La Constitución española de 1978 define a España como un Estado social y democrático de derecho y establece que la forma política del Estado español es la Monarquía parlamentaria. Atendiendo a lo cual, el nombre oficial con que se designa al Estado español en las relaciones internacionales y en los actos públicos internos es el de Reino de España.

Origen del título

El título de Reyes Católicos fue concedido a Isabel de Castilla y Fernando de Aragón por Alejandro VI (el Papa Borgia, de origen valenciano) en la bula Si convenit expedida el 19 de diciembre de 1496 (posteriormente a las llamadas Bulas Alejandrinas de 1493). Redactada tras un debate en el Colegio Cardenalicio en el que por primera vez recibieron el nombre de rey y reina de las Españas y en el que se barajaron y descartaron otros posibles títulos (defensores o protectores), las razones que el texto de la bula invoca para la concesión del título son:

  • La liberación de los Estados Pontificios y del feudo papal del Reino de Nápoles, invadidos por el rey Carlos VIII de Francia.
  • Las virtudes personales de ambos Reyes manifestadas en la unificación, pacificación y robustecimiento de sus reinos.
  • La reconquista de Granada de manos del Islam.
  • La expulsión de los judíos que no hubiesen aceptado o aceptasen el bautismo en 1492.
  • Por los esfuerzos realizados por ambos monarcas en intentar llevar adelante la cruzada contra el Imperio Turco, a la que se seguían comprometiendo.


El título de “Católico” responde a una emulación entre las distintas monarquías autoritarias que se estaban formando en Europa Occidental: los reyes de Francia ya utilizaban el título de Rey Cristianísimo (Francia es la fille ainée de l'Eglise -la hija mayor de la Iglesia-). En 1521 Enrique VIII de Inglaterra obtuvo el de Defensor de la Fe (Defensor Fidei), por un libro polémico contra Lutero, Assertio septem sacramentorum -Aserto de los siete sacramentos-, escrito con el auxilio de Tomás Moro, no mucho antes de enemistarse con el Papa y ajusticiar a su co-autor).

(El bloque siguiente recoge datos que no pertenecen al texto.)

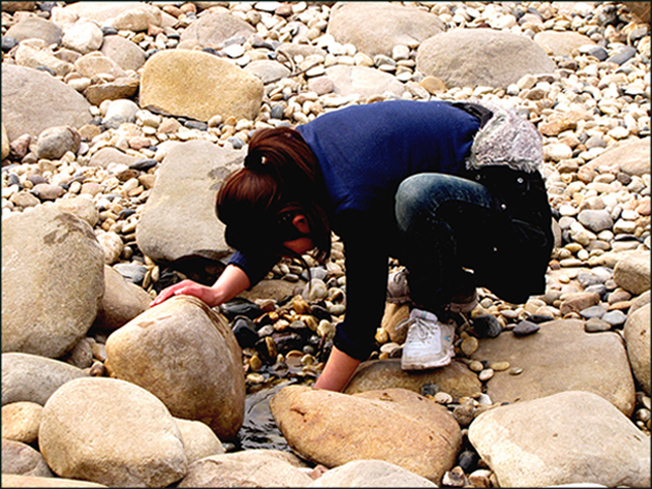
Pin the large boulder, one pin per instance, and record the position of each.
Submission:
(122, 301)
(365, 82)
(33, 101)
(249, 468)
(52, 281)
(199, 85)
(213, 28)
(568, 438)
(111, 432)
(637, 337)
(184, 353)
(376, 27)
(584, 367)
(456, 379)
(481, 57)
(629, 156)
(33, 378)
(179, 219)
(319, 426)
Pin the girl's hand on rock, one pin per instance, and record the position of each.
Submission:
(186, 287)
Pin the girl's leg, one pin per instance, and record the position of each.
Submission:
(445, 224)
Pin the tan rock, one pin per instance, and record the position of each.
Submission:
(209, 86)
(394, 425)
(560, 357)
(579, 438)
(185, 354)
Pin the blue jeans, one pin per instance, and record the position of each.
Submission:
(445, 226)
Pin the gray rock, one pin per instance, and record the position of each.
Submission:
(119, 112)
(32, 57)
(370, 473)
(127, 54)
(584, 366)
(36, 28)
(267, 71)
(135, 440)
(33, 101)
(250, 468)
(459, 58)
(365, 82)
(19, 458)
(562, 43)
(83, 37)
(179, 219)
(637, 337)
(577, 436)
(54, 142)
(596, 220)
(211, 385)
(122, 301)
(213, 28)
(210, 86)
(32, 378)
(376, 27)
(632, 272)
(46, 246)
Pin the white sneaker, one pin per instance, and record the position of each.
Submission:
(429, 342)
(398, 291)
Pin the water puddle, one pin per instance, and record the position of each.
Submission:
(259, 430)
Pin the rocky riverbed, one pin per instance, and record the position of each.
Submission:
(119, 121)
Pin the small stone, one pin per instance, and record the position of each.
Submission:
(525, 328)
(486, 374)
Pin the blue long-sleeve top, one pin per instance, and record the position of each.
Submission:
(365, 152)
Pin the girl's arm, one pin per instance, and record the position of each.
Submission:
(232, 282)
(337, 372)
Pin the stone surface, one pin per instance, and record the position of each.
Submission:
(318, 425)
(637, 338)
(21, 459)
(366, 82)
(632, 272)
(199, 441)
(134, 439)
(20, 421)
(213, 28)
(371, 473)
(584, 366)
(33, 101)
(251, 468)
(455, 379)
(580, 438)
(46, 246)
(210, 86)
(121, 302)
(459, 58)
(31, 378)
(184, 331)
(179, 218)
(376, 27)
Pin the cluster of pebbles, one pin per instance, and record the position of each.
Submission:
(607, 84)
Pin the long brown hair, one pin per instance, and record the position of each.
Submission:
(281, 177)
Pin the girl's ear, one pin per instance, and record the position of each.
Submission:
(301, 223)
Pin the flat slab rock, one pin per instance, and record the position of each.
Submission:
(560, 357)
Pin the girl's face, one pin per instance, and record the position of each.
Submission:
(302, 244)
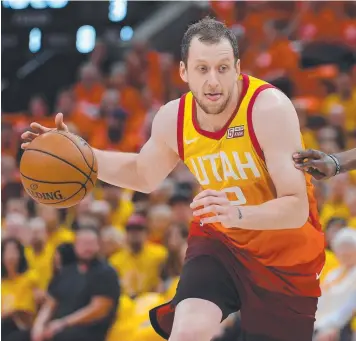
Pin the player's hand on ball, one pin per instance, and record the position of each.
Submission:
(215, 202)
(38, 129)
(316, 163)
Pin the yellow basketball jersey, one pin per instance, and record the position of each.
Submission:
(231, 160)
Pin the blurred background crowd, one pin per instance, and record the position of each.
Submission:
(307, 49)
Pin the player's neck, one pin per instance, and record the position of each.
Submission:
(216, 122)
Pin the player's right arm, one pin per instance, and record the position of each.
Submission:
(323, 166)
(142, 171)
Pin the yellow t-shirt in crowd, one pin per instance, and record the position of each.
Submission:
(331, 210)
(17, 293)
(122, 214)
(60, 236)
(42, 263)
(139, 273)
(352, 222)
(331, 263)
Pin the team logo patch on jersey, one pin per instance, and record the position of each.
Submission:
(235, 132)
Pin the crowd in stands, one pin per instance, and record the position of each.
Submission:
(143, 236)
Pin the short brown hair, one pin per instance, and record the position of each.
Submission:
(211, 31)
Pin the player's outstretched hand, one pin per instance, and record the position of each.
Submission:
(316, 163)
(38, 129)
(214, 207)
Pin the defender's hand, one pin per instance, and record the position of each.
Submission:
(217, 203)
(28, 136)
(316, 163)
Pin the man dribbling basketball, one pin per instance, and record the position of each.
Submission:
(255, 243)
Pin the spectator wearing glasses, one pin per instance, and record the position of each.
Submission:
(83, 296)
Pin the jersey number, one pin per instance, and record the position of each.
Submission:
(236, 197)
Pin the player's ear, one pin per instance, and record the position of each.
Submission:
(237, 67)
(183, 72)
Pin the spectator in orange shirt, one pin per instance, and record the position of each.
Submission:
(88, 93)
(111, 133)
(344, 99)
(159, 218)
(348, 25)
(319, 21)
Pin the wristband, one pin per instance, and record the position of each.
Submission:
(337, 163)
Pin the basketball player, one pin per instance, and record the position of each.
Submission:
(324, 166)
(255, 243)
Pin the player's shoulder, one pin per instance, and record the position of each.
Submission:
(274, 104)
(164, 126)
(169, 111)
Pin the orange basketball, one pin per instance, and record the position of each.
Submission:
(58, 169)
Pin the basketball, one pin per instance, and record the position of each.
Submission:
(58, 169)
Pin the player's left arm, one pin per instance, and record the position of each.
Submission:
(277, 128)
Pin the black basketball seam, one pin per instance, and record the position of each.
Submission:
(52, 182)
(63, 160)
(58, 202)
(85, 160)
(94, 159)
(60, 183)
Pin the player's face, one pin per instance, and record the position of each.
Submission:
(211, 73)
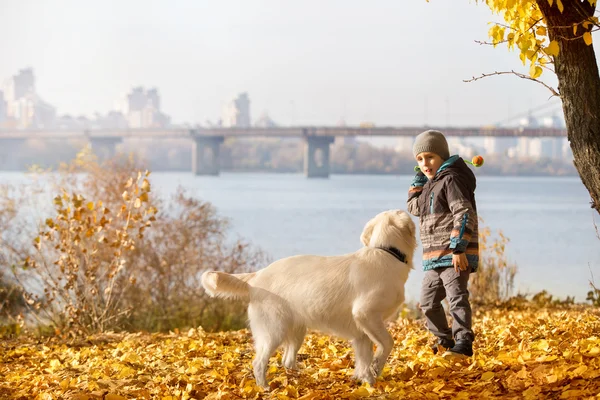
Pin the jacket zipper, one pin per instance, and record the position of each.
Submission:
(431, 203)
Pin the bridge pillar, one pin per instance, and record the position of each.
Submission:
(105, 148)
(316, 156)
(10, 154)
(205, 155)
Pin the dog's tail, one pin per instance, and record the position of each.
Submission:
(222, 284)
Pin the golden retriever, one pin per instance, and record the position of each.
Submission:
(350, 296)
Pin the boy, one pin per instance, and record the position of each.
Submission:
(442, 196)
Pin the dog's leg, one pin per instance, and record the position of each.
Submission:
(268, 331)
(373, 326)
(363, 353)
(292, 345)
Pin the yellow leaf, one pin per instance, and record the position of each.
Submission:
(112, 396)
(552, 49)
(535, 71)
(361, 392)
(487, 375)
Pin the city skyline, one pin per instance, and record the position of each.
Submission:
(306, 64)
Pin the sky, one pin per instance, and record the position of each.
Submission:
(304, 62)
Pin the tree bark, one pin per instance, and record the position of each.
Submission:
(579, 88)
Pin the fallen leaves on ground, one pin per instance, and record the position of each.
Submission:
(518, 354)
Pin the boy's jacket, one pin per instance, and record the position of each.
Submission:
(447, 212)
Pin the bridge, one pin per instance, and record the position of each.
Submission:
(206, 141)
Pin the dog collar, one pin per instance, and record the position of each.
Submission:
(395, 252)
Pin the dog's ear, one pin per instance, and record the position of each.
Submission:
(401, 219)
(365, 237)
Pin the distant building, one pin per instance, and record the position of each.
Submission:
(264, 121)
(23, 105)
(236, 113)
(459, 146)
(17, 87)
(141, 109)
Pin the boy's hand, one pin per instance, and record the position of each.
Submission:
(419, 180)
(459, 261)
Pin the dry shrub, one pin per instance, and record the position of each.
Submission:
(113, 256)
(494, 280)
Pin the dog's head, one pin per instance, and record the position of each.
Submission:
(393, 228)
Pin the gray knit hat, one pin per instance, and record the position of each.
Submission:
(431, 141)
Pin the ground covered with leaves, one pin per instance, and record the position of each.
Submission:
(548, 353)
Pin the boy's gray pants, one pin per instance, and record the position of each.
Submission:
(438, 284)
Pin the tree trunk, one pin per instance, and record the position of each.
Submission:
(579, 88)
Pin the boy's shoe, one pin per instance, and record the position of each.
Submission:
(461, 348)
(445, 343)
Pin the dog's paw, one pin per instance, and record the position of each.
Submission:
(376, 368)
(367, 377)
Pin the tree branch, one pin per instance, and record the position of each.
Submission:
(520, 75)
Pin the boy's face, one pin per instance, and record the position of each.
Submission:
(429, 163)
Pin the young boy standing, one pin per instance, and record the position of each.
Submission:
(442, 196)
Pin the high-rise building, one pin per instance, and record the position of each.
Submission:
(17, 87)
(237, 112)
(142, 109)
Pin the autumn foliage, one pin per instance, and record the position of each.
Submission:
(105, 258)
(530, 353)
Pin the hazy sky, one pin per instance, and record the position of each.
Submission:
(393, 62)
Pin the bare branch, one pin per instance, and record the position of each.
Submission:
(520, 75)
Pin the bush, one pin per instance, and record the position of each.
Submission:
(108, 259)
(494, 280)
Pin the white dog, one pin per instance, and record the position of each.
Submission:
(350, 295)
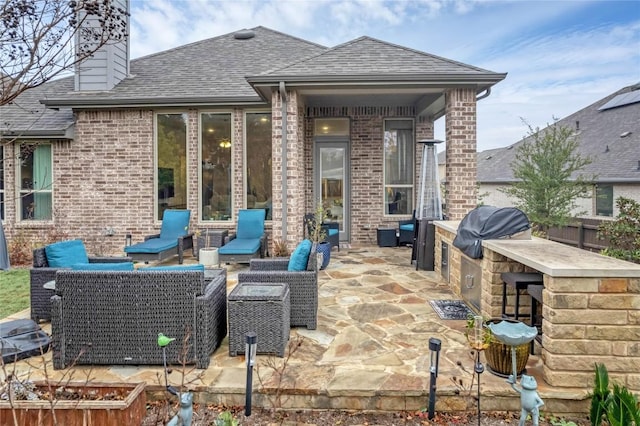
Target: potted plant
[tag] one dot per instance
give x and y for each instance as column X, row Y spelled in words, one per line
column 498, row 355
column 318, row 234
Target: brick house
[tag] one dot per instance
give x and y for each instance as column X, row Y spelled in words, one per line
column 104, row 152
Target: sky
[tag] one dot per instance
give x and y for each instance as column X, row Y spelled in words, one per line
column 560, row 56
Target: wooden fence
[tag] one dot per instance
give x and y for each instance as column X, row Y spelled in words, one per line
column 581, row 233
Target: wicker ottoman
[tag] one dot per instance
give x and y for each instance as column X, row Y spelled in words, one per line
column 264, row 309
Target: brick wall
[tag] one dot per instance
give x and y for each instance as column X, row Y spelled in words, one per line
column 460, row 185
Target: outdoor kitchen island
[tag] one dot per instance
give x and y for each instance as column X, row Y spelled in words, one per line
column 590, row 302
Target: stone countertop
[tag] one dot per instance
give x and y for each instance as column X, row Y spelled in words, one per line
column 556, row 259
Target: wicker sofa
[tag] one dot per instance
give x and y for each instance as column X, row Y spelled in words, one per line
column 42, row 273
column 303, row 285
column 114, row 317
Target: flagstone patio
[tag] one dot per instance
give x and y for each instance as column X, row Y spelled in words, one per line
column 369, row 352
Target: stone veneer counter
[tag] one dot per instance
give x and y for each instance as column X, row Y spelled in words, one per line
column 555, row 259
column 590, row 307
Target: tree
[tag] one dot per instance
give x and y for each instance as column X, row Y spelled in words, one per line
column 624, row 232
column 42, row 39
column 547, row 176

El título de Rey Católico se volvió a dar a Carlos V en 1517, después de lo cual quedó incorporado al uso diplomático y de las cancillerías, y desde entonces se utilizó por sus sucesores, empezando por Felipe II y resto de los Habsburgo españoles, y desde 1700 por Felipe V y los Borbones españoles. Como la constitución española de 1978 reconoce al rey el uso de los títulos tradicionales de la Monarquía española, Juan Carlos I también puede utilizar el de Rey Católico o ser llamado Su Católica Majestad.